Existing face privacy protection methods are vulnerable to inversion attacks due to insufficient control over transform reversibility, often leading to identity leakage. This work proposes the ARFP framework, which for the first time integrates key-sensitive reversibility with robustness against recovery attacks. By introducing key-conditioned manifold binding, adversarial recovery-aware training, and a nonce-based authorized reversibility mechanism, ARFP establishes an asymmetric privacy defense architecture with tampering awareness. Experimental results demonstrate that the proposed method effectively resists diverse recovery attacks while enabling authorized users to reconstruct identities with high fidelity, thereby significantly enhancing both the security and controllability of face privacy preservation.

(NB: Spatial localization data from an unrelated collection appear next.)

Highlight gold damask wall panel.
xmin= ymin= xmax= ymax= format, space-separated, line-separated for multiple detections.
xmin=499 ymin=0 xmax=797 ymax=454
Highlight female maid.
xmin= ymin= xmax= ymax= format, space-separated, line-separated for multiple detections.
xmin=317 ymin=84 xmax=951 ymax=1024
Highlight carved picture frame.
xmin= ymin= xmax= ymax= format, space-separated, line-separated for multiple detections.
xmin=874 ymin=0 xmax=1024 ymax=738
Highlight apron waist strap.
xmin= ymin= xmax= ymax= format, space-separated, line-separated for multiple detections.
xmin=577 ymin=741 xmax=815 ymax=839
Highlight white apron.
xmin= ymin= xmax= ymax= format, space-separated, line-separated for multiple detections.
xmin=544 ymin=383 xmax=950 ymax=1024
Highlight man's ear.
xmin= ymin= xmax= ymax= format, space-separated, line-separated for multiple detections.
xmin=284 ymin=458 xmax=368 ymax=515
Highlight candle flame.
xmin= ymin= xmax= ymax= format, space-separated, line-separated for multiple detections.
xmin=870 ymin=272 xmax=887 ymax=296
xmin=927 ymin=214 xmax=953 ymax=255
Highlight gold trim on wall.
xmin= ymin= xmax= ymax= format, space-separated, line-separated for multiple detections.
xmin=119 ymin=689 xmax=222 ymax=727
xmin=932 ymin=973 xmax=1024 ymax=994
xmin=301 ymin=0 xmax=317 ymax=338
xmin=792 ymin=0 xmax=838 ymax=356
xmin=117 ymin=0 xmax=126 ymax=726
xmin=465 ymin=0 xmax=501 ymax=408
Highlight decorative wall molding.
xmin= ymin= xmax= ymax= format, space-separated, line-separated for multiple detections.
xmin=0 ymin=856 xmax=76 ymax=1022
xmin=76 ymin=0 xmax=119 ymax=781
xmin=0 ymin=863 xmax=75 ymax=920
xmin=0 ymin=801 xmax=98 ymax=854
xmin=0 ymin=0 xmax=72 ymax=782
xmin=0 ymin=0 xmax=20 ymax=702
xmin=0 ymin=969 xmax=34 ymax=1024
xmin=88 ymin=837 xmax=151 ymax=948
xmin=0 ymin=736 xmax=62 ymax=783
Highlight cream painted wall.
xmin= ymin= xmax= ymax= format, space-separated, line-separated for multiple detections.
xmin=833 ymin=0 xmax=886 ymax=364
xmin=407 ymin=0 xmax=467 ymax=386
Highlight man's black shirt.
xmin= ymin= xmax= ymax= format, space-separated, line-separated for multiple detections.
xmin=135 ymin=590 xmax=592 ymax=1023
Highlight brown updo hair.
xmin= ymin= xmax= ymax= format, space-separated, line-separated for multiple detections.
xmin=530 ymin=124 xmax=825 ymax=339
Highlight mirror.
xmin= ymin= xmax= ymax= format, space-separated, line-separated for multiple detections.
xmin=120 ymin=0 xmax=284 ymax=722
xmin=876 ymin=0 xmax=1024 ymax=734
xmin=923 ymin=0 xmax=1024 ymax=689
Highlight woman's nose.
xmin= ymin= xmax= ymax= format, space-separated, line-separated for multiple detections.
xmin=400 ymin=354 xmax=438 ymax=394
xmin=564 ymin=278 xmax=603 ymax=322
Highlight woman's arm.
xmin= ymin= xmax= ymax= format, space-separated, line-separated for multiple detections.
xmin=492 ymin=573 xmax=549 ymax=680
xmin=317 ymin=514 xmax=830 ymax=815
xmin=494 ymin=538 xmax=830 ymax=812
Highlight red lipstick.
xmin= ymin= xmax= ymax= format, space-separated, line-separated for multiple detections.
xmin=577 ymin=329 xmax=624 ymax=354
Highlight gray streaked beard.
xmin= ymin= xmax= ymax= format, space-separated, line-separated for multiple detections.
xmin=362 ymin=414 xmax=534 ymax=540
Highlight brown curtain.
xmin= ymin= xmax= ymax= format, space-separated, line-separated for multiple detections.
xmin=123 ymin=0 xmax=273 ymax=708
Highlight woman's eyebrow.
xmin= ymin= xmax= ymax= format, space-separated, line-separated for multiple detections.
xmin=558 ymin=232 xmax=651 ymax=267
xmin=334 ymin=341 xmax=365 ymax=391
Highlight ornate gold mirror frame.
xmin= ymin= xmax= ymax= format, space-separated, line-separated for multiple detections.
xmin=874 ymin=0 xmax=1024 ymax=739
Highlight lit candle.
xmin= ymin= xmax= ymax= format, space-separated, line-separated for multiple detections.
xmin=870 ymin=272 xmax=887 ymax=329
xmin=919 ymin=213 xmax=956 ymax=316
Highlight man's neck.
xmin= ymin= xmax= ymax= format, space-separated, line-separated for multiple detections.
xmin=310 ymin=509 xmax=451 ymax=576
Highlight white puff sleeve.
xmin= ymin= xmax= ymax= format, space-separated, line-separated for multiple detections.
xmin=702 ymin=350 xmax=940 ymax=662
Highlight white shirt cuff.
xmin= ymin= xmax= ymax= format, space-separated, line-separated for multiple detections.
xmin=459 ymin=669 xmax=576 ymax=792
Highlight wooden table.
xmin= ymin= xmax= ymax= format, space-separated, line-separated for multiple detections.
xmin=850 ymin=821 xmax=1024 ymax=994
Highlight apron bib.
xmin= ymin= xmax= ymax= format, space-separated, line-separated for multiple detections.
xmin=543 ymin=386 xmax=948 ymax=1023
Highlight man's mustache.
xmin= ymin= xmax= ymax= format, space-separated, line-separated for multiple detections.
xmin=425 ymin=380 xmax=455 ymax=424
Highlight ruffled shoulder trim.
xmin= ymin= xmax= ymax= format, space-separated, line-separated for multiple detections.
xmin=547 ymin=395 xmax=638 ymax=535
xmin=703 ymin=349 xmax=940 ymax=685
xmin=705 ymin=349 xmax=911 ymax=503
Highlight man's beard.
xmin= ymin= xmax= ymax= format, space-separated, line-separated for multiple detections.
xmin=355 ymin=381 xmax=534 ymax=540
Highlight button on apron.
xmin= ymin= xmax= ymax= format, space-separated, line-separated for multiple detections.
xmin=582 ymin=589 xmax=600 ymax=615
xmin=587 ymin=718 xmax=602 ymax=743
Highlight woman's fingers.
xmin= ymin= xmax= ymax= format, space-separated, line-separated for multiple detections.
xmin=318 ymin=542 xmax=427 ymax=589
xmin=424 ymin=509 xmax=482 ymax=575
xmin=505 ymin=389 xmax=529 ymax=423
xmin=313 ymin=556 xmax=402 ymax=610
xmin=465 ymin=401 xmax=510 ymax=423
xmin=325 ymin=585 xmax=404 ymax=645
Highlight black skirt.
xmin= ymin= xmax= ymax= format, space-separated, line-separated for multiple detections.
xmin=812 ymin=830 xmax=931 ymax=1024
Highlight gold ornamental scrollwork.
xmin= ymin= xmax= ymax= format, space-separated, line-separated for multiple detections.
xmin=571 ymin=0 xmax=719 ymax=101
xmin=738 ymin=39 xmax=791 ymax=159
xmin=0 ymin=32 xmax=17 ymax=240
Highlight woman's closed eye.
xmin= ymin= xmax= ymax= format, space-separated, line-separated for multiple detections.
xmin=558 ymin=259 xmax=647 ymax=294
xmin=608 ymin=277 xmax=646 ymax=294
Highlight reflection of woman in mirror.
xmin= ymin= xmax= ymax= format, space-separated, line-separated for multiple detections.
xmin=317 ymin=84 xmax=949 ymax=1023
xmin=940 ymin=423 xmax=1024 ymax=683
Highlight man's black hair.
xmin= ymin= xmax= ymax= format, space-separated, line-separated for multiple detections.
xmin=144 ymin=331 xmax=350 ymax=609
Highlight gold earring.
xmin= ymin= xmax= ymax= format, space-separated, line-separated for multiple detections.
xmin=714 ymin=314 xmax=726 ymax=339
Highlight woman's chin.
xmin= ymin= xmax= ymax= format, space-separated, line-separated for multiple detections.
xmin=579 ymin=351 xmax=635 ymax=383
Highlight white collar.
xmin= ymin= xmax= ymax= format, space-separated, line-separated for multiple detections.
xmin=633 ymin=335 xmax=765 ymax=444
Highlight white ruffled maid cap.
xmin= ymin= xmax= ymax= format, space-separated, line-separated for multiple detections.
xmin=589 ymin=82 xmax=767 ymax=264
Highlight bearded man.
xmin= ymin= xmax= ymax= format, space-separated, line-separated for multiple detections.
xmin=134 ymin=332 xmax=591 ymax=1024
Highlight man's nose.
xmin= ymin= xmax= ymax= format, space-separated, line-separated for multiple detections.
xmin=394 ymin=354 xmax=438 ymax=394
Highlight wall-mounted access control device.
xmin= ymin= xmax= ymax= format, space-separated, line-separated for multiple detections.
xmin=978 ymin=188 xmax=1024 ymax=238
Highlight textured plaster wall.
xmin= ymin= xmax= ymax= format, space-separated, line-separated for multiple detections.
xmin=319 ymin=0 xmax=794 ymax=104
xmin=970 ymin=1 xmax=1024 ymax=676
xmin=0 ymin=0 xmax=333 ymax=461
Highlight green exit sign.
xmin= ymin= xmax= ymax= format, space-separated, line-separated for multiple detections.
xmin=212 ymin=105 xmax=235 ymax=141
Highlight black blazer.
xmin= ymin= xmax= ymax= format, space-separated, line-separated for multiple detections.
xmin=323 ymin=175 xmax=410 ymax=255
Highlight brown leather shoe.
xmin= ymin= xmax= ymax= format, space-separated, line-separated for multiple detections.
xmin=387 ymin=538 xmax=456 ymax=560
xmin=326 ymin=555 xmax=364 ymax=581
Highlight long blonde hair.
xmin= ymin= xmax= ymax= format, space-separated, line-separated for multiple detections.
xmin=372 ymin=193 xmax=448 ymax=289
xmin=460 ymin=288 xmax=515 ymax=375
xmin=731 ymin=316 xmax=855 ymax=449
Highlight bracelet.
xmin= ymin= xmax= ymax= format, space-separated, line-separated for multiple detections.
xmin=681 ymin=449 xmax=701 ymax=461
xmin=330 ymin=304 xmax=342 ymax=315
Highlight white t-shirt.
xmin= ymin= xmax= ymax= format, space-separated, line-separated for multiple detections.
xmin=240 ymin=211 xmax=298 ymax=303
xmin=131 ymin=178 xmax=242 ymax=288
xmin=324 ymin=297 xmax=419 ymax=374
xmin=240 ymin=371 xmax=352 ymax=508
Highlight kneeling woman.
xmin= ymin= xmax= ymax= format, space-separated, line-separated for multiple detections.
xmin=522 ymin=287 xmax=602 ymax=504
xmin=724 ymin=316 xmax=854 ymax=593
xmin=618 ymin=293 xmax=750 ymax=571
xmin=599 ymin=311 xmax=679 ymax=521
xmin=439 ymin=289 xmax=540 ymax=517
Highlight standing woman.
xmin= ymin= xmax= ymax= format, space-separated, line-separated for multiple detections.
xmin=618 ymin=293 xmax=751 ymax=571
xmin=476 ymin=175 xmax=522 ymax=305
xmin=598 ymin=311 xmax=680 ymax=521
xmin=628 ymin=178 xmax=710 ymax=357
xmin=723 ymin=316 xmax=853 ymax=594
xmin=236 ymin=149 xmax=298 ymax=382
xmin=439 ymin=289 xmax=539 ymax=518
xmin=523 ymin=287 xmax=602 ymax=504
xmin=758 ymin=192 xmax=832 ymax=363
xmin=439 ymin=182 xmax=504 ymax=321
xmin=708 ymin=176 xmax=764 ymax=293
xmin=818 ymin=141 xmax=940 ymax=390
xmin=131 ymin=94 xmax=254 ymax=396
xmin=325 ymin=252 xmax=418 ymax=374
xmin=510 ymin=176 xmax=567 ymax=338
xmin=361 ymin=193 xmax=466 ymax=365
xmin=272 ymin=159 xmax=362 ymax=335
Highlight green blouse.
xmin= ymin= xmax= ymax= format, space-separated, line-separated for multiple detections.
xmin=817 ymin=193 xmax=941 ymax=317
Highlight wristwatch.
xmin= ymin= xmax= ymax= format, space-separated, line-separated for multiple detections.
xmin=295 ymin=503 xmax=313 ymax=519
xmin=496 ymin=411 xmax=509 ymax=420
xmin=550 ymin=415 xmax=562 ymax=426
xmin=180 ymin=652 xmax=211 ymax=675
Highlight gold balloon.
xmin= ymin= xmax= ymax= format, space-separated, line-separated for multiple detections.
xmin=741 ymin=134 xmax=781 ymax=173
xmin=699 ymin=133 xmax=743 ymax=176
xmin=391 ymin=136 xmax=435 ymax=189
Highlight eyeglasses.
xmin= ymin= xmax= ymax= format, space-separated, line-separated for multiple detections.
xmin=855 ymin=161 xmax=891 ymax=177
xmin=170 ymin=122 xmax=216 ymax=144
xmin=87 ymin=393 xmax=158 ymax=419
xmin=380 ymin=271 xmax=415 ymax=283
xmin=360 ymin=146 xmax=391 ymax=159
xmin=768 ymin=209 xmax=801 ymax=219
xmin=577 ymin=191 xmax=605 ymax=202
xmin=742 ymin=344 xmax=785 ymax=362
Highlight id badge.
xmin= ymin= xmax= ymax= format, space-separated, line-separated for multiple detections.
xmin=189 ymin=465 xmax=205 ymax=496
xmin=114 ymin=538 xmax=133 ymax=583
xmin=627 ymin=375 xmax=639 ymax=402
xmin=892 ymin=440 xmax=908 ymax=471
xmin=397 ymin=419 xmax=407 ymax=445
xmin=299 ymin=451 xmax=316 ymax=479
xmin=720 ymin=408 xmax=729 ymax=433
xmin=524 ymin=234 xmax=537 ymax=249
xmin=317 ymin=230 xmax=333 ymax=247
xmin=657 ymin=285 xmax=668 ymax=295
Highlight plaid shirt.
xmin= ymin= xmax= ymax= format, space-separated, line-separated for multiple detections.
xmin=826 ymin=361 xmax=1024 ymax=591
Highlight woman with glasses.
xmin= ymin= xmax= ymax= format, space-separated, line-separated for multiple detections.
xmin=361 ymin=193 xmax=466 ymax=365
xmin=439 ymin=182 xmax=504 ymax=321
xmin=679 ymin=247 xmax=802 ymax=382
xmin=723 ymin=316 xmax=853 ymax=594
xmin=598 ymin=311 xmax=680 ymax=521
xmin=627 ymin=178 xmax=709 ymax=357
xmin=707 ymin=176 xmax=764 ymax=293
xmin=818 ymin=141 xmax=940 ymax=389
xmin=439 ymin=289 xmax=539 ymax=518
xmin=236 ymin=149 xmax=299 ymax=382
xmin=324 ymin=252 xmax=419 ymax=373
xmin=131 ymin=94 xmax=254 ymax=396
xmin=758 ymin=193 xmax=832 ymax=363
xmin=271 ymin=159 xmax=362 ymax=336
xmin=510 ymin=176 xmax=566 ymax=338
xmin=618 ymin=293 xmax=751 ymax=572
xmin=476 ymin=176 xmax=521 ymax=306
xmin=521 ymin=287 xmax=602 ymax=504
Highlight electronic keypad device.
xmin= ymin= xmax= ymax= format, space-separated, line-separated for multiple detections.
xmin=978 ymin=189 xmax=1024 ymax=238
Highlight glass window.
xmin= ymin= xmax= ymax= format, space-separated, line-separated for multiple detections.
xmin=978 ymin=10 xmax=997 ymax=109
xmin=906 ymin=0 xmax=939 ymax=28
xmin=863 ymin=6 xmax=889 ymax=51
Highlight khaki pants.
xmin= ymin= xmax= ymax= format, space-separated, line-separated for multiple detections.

Face Recognition systems are widely deployed in real-world applications, but they also raise privacy concerns due to unauthorized collection and misuse of facial data. Existing adversarial privacy protection methods rely on input-space perturbations to obfuscate identity information, yet their protection can degrade when adversaries learn restoration or purification mappings that partially invert the transformation. We study this setting as an asymmetric adversarial attack, in which reverse manipulation becomes feasible because existing defense paradigms do not control reversibility. To address this problem, we propose Asymmetric Reversible Face Protection (ARFP), a restoration-aware extension of personalized face cloaking that integrates privacy protection, keyed recovery, and tamper indication in a single framework. ARFP consists of three components: Key-Conditioned Manifold Binding, which ties the protection transformation to a user-provided key; Adversarial Restoration-Aware Training, which introduces a surrogate restoration adversary during training to improve robustness against evaluated inverse purification attacks; and Authorized Reversible Restoration, which supports recovery with the correct key while providing nonce-based tamper indication. Extensive experiments under the threat models considered in this work show that ARFP improves resistance to the evaluated restoration attacks while preserving authorized recovery utility. These results provide empirical evidence of key-sensitive recovery behavior and tamper awareness in the tested settings.